Vidéos associées :
Gerardo Hernández Nordelo, coordinateur national des Comités de Défense de la Révolution (CDR) et ancien espion cubain, a réagi ce jeudi sur Facebook à la vague de critiques suscitée par une vidéo le montrant en train de boire des cocktails à l'Hôtel Nacional de La Havane, sans présenter d'excuses et avec un argument qui a multiplié l'indignation : ses 16 années de prison aux États-Unis lui donnent le droit de faire ce qu'il veut, en plus de vivre dans un pays libre, selon ses dires.
Loin de reconnaître le contraste entre son discours sur le sacrifice et son plaisir dans l'un des établissements les plus exclusifs de Cuba, Hernández a ouvertement revendiqué son mode de vie : « Après avoir purgé 16 ans de prison, maintenant — comme Silvio — je vis dans un pays libre, et si je le veux, je prends un café ou un verre avec qui m'invite, et là où m'invitent. Préparez la carte, car il y aura d'autres vidéos. »
Le message, publié sur sa page Facebook, a commencé par une citation de l'illustre Hugo Chávez — «l'aigle ne chasse pas les mouches» — avant de s'attaquer directement à ses critiques à Miami, qu'il a qualifiés de «le garçon des opérations» et a accusés de «soutenir notre économie en ces temps difficiles, en nous achetant des petites vidéos 'Made in Cuba'».

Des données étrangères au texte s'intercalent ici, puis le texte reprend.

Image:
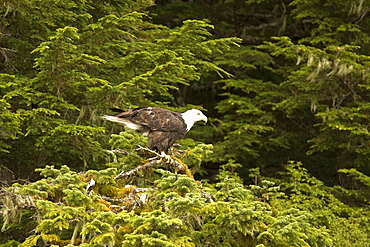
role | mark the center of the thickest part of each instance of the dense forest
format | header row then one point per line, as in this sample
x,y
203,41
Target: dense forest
x,y
284,159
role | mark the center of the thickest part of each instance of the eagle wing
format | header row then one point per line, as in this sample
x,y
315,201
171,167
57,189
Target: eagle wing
x,y
156,119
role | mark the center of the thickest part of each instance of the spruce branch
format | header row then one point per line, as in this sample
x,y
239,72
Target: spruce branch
x,y
159,158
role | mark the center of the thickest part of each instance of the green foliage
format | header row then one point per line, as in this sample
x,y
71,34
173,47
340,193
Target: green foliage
x,y
302,95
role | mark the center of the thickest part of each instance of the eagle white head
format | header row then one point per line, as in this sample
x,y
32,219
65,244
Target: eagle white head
x,y
192,116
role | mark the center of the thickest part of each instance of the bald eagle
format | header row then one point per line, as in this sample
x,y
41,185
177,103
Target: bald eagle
x,y
162,127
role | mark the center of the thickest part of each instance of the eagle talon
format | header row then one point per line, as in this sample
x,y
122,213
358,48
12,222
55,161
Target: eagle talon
x,y
166,158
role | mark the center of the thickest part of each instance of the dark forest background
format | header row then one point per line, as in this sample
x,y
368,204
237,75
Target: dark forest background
x,y
285,85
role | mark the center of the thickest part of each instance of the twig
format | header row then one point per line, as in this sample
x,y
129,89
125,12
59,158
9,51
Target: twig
x,y
137,169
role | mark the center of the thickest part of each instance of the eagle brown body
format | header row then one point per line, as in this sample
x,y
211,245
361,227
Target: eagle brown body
x,y
162,127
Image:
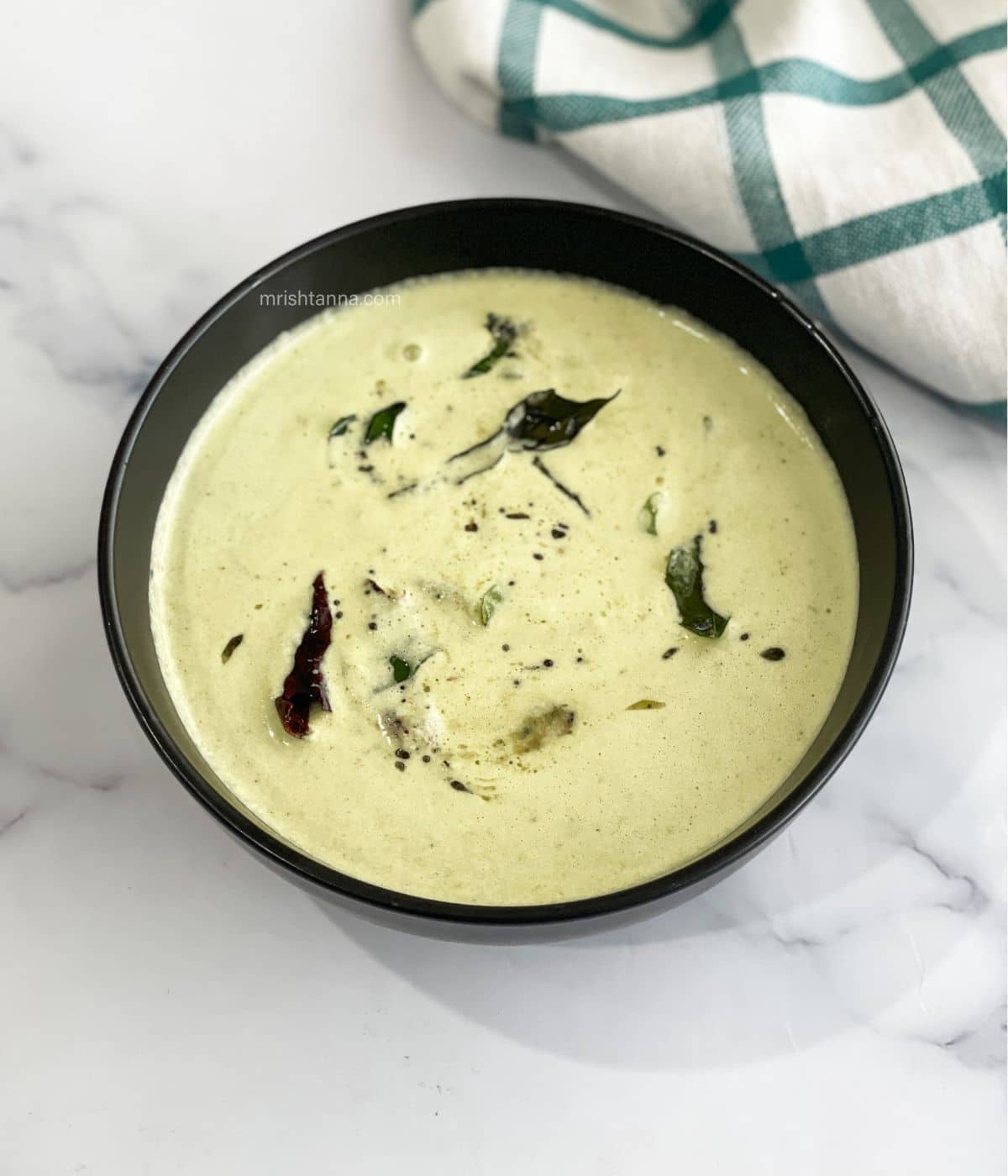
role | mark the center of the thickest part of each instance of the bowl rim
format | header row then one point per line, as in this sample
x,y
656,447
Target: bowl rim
x,y
694,874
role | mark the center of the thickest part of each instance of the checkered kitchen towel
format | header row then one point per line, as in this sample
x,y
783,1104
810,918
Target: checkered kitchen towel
x,y
851,150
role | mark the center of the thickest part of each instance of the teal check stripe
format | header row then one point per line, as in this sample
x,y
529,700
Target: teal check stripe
x,y
953,123
517,66
951,94
559,113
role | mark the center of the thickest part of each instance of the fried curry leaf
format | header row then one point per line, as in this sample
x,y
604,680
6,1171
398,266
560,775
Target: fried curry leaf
x,y
341,426
504,333
402,669
229,648
543,420
382,423
546,420
488,602
649,512
684,574
305,684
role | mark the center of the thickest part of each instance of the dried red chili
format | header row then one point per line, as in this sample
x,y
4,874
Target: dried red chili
x,y
305,684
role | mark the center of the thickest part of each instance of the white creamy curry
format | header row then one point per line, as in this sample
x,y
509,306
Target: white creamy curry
x,y
517,591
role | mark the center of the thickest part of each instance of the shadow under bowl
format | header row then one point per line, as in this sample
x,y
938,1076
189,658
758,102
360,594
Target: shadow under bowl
x,y
474,234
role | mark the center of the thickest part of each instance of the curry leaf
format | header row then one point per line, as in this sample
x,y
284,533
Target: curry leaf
x,y
504,333
543,421
341,426
684,574
649,512
229,648
402,669
488,602
382,423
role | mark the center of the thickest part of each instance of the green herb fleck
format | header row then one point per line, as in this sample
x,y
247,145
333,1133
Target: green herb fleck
x,y
649,512
504,333
402,669
543,421
541,727
684,574
341,426
488,602
229,648
382,423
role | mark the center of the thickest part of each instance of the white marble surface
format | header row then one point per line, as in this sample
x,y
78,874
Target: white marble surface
x,y
170,1005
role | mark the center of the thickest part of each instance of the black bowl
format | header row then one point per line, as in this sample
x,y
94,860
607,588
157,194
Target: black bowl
x,y
532,234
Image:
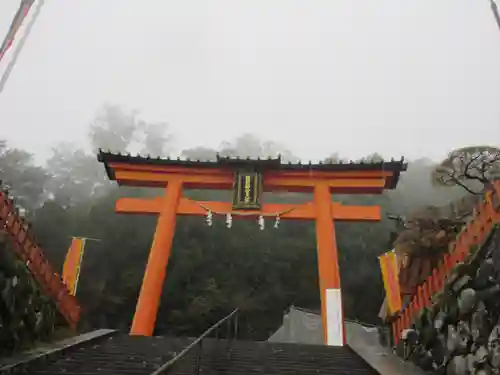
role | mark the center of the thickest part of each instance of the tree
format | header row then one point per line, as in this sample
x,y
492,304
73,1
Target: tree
x,y
155,139
76,176
471,168
113,129
22,177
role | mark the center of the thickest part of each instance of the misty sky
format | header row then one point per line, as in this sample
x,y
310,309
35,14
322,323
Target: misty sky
x,y
402,77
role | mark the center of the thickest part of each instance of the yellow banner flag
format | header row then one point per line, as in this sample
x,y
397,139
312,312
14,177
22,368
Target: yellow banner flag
x,y
72,263
390,276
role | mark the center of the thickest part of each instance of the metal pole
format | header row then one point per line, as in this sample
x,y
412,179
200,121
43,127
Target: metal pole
x,y
19,48
494,9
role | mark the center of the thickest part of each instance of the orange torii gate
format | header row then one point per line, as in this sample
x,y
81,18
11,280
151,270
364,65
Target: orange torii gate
x,y
248,179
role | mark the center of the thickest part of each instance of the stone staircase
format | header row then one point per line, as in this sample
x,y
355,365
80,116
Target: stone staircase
x,y
117,353
28,251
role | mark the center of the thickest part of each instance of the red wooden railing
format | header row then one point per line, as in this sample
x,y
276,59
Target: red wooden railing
x,y
486,215
29,252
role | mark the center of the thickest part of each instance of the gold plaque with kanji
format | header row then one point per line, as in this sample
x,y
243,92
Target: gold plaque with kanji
x,y
247,190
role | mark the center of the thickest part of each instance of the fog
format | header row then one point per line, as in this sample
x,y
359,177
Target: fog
x,y
413,78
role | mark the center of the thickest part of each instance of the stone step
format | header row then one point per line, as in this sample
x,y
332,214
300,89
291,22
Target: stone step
x,y
122,354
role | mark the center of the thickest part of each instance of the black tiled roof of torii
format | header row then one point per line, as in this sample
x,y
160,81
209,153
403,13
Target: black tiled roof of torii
x,y
271,163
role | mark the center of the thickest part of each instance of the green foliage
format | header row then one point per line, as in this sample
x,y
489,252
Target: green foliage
x,y
26,315
470,168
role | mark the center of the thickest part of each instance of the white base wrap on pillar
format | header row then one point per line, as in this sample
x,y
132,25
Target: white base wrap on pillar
x,y
334,321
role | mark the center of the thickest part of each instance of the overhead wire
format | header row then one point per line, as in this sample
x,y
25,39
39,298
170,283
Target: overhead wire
x,y
16,23
20,46
494,9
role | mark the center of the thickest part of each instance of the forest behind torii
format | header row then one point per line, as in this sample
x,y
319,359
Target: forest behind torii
x,y
212,269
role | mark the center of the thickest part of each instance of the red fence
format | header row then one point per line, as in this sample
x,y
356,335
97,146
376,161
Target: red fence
x,y
30,253
486,215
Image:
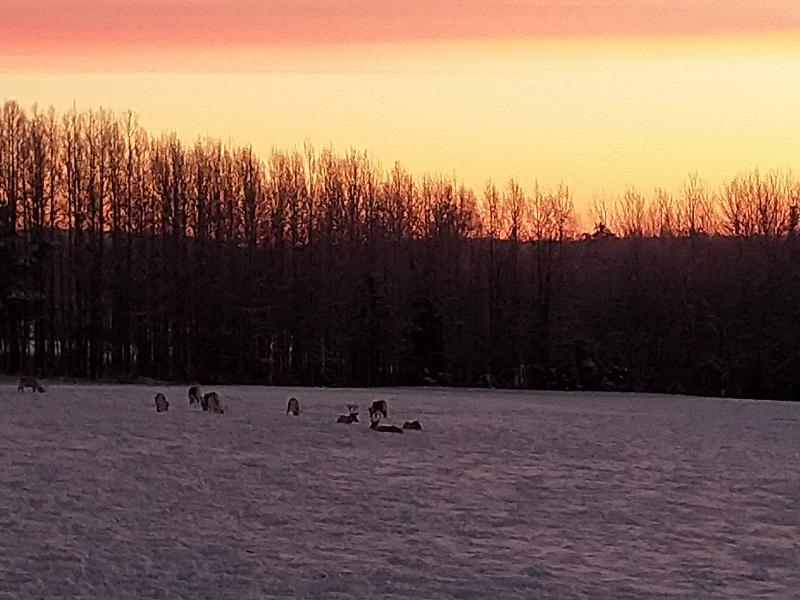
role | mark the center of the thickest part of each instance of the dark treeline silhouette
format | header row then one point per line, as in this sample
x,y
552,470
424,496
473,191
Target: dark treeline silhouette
x,y
123,255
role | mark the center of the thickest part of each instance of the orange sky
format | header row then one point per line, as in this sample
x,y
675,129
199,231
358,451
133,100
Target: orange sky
x,y
599,93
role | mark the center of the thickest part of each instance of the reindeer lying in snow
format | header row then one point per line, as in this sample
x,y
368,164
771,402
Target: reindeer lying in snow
x,y
194,395
162,404
378,407
293,407
386,428
210,402
31,382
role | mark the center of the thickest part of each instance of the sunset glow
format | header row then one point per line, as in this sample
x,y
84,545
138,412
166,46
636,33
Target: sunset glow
x,y
600,95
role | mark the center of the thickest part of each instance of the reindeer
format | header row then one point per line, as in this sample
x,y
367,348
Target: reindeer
x,y
351,416
194,395
378,407
293,407
211,403
386,428
162,404
31,382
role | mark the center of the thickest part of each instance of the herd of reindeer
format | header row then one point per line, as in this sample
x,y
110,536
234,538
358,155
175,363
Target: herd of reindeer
x,y
210,402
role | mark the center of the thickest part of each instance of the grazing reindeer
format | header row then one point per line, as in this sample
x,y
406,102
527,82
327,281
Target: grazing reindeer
x,y
162,404
211,403
378,407
31,382
293,407
194,395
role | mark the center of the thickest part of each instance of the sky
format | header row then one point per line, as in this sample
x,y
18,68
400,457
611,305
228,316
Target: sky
x,y
599,94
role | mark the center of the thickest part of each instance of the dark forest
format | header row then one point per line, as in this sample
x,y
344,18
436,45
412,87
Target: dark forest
x,y
124,256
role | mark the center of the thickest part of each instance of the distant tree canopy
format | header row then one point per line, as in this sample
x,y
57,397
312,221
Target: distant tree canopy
x,y
127,255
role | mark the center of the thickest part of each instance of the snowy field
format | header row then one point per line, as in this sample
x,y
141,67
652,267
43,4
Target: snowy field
x,y
503,495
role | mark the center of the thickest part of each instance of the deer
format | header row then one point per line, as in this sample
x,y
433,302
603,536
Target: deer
x,y
194,395
31,382
293,407
211,403
378,407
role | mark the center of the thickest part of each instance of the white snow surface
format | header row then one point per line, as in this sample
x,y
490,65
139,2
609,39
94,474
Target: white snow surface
x,y
502,495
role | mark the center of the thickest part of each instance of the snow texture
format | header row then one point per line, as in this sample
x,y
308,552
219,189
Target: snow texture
x,y
502,495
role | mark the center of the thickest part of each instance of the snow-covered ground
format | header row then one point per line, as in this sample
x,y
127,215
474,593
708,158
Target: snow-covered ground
x,y
503,495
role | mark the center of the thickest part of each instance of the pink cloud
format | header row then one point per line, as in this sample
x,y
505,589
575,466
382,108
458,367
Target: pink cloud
x,y
82,25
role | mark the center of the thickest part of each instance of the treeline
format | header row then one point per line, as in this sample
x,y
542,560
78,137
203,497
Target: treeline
x,y
126,255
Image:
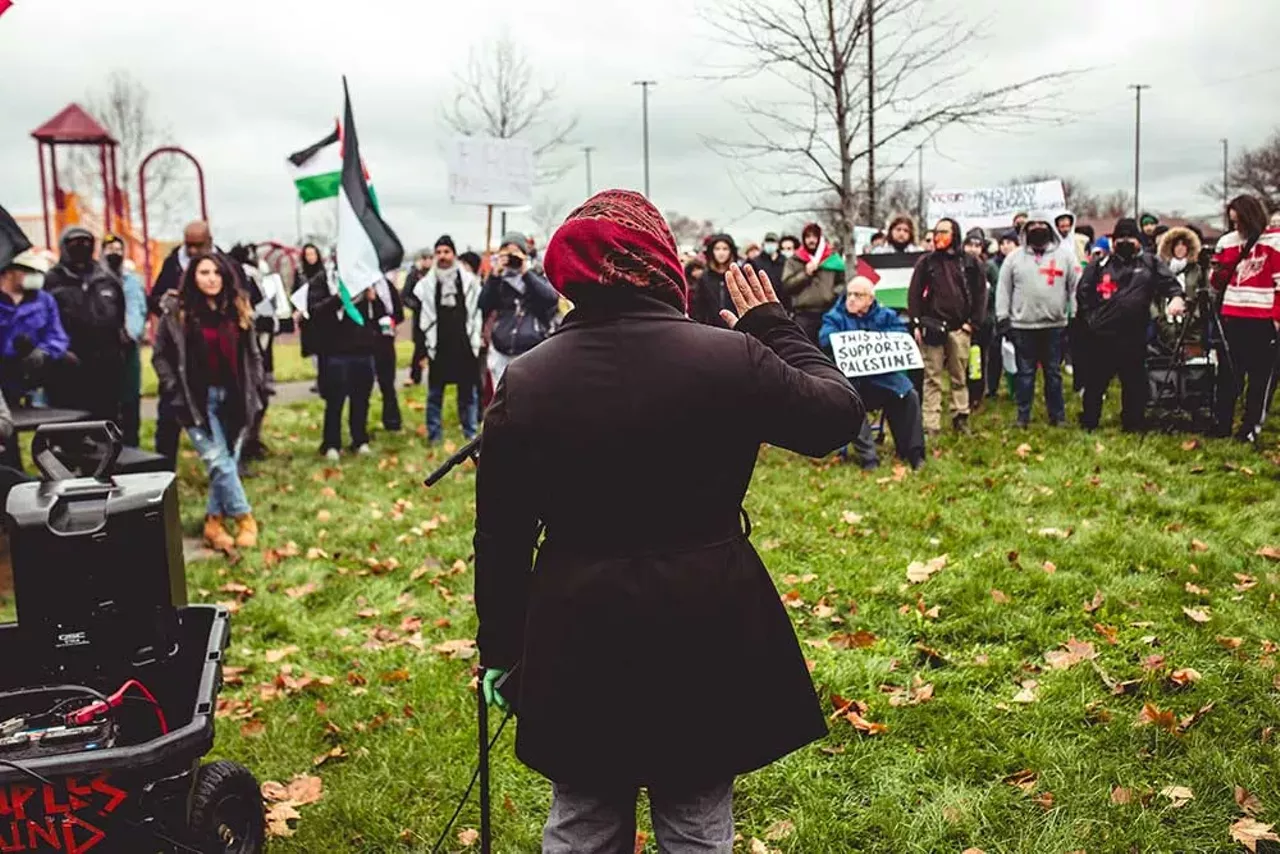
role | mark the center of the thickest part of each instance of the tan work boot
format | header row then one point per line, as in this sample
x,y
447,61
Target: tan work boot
x,y
216,537
246,531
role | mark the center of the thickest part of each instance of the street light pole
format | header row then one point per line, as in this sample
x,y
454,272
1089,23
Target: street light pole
x,y
644,88
1137,146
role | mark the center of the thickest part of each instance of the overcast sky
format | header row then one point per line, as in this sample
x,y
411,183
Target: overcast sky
x,y
242,83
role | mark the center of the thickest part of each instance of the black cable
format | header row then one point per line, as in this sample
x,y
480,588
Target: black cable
x,y
471,785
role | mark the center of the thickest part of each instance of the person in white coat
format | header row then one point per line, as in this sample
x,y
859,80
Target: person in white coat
x,y
451,324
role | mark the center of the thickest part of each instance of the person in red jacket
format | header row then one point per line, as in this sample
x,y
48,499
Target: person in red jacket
x,y
1247,274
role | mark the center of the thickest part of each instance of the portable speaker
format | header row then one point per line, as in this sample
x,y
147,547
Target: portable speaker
x,y
97,572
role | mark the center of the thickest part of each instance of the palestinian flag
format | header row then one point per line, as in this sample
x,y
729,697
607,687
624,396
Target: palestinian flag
x,y
366,245
316,169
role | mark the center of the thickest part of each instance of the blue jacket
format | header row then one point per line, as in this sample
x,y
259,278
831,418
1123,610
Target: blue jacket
x,y
36,316
877,319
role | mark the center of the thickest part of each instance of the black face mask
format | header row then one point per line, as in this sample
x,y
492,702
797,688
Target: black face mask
x,y
1125,251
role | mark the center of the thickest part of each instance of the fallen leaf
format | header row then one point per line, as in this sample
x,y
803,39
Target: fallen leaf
x,y
1152,716
1197,615
780,831
1248,803
274,656
1073,653
1249,831
920,571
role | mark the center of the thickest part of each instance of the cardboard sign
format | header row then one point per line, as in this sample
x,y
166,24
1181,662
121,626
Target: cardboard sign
x,y
995,206
488,170
865,354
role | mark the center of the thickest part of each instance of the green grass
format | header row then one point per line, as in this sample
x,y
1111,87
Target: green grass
x,y
935,780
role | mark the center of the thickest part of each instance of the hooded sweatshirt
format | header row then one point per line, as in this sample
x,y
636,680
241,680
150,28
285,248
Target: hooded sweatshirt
x,y
1037,288
90,301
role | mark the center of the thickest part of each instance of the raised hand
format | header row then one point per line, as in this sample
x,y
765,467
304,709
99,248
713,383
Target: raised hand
x,y
748,290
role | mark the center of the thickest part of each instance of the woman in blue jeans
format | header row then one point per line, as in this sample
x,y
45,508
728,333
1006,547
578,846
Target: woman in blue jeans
x,y
211,378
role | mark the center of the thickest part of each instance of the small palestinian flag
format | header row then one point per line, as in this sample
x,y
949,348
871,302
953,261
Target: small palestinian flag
x,y
318,168
366,245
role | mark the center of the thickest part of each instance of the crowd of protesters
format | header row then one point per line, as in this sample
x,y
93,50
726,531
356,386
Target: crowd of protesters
x,y
1042,297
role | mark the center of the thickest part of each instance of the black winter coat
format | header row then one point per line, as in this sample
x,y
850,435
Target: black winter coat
x,y
183,380
1115,296
631,435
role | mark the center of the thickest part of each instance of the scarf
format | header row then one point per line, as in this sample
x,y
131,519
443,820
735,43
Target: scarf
x,y
617,240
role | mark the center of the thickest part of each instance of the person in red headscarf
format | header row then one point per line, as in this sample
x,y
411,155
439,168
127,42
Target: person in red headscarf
x,y
630,435
812,277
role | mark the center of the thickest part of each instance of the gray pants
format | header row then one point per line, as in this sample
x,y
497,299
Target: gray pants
x,y
597,822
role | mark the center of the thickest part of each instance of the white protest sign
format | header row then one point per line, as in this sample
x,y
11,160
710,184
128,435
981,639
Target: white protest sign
x,y
488,170
995,206
863,352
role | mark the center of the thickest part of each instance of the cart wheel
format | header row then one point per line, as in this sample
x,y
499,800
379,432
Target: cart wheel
x,y
227,809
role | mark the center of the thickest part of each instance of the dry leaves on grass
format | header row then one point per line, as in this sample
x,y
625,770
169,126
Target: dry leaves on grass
x,y
920,571
1197,615
1249,831
1178,795
1073,653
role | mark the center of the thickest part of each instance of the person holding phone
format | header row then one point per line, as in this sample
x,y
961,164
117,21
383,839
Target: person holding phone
x,y
519,304
631,435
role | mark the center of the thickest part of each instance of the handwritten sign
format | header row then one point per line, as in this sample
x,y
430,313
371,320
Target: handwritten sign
x,y
995,206
488,170
864,354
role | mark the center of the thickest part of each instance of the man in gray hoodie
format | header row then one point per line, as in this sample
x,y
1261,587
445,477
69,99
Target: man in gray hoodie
x,y
1034,300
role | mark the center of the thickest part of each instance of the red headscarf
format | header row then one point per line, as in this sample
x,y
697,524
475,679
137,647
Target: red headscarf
x,y
616,240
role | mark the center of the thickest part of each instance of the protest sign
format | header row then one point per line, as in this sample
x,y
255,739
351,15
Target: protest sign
x,y
488,170
864,354
995,206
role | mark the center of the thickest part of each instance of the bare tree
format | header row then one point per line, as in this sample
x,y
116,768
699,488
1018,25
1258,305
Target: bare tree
x,y
123,108
1079,199
498,96
867,78
1253,170
686,229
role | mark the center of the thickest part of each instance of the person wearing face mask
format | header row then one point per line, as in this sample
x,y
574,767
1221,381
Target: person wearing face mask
x,y
1115,300
900,236
947,304
519,304
135,327
448,296
1034,298
31,332
711,296
771,261
1247,273
91,305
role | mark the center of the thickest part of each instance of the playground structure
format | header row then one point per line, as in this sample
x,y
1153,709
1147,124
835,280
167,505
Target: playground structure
x,y
74,127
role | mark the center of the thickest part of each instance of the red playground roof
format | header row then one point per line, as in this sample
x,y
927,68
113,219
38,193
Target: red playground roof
x,y
74,126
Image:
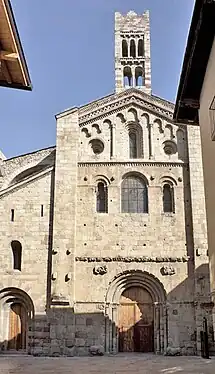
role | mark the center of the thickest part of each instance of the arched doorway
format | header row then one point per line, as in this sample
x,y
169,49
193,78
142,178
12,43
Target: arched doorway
x,y
136,321
16,318
18,326
136,313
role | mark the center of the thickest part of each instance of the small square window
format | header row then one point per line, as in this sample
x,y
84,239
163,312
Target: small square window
x,y
212,118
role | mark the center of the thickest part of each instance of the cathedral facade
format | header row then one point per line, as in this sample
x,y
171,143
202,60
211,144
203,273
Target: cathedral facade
x,y
104,237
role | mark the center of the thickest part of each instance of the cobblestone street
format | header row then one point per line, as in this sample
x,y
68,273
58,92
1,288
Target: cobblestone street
x,y
123,364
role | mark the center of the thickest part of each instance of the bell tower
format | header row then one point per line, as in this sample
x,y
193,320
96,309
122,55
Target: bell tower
x,y
132,52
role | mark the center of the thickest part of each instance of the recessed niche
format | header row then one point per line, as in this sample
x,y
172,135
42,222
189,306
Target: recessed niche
x,y
170,147
97,146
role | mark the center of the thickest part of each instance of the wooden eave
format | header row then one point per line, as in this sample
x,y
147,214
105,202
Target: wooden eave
x,y
13,67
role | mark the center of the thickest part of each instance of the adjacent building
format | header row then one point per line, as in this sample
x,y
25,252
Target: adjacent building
x,y
195,105
103,237
13,67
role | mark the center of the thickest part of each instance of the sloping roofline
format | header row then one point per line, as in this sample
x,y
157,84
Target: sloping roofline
x,y
199,44
12,56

Le vidéo qui a déclenché la polémique a été diffusé par le journaliste Mario Vallejo et montre Hernández à l'Hôtel Nacional avec sa femme, ses trois enfants et un homme qu'il appelle « l'oncle X », le 22 mai 2026, le même jour où il était le seul orateur lors de l'acte politique convoqué par le régime à la Tribune Anti-impérialiste José Martí du Malecón havanais.
Lors de cet acte, Hernández a demandé au peuple cubain « résistance et consécration » et a défendu Raúl Castro, accusé pénalement par le Département de la Justice des États-Unis le 20 mai pour le abattage d'avionnettes des Hermanos al Rescate en 1996.
Hernández porte dans la vidéo de l'hôtel le même t-shirt qu'il portait lors de l'événement, ce qui confirme que les images sont du même jour.
Vallejo a affirmé avoir la vidéo « de bout en bout » et a souligné que Hernández n'a jamais payé la note : « Ici, vous pouvez voir comment la haute direction se moque du Cubain de tous les jours, buvant et fumant pendant que des milliers retournent chez eux où ils ne trouveront pas assez de nourriture, d'eau ou d'électricité. »
La réponse de Hernández n'a fait qu'attiser le scandale. Des milliers de Cubains ont réagi avec indignation sur les réseaux sociaux, et la phrase la plus répétée était « Ainsi, n'importe qui résiste », accompagnée de termes comme « hypocrisie », « double moralité », « privilèges » et « effronterie ».
Ce n'est pas la première fois que Hernández se retrouve au cœur d'un tel contraste. En juin 2020, il a été critiqué pour porter une montre Rolex d'une valeur d'environ 9 830 dollars tout en demandant aux CDR de produire des aliments pour atténuer la pénurie.
En juillet de cette même année, il est de nouveau devenu la cible de memes lorsqu'il a demandé à chaque comité de planter au moins une citrouille ou un ananas.
En juin 2025, il a voyagé en Italie peu après avoir qualifié l'Europe de « continent raté », et en mai 2026, il a été critiqué pour se vanter des Cubains dansant lors des célébrations du 1er Mai au milieu des dénonciations de « pain et cirque ».
Le schéma est récurrent : Hernández prône l'austérité et le sacrifice pour le peuple tout en jouissant de privilèges inaccessibles à la majorité des Cubains qui souffrent de coupures de courant, de pénurie alimentaire et de manque d'eau. Sa réponse de ce jeudi, au lieu de clore la polémique, l'a résumée par une phrase : « Préparez votre portefeuille, il y aura plus de vidéos ».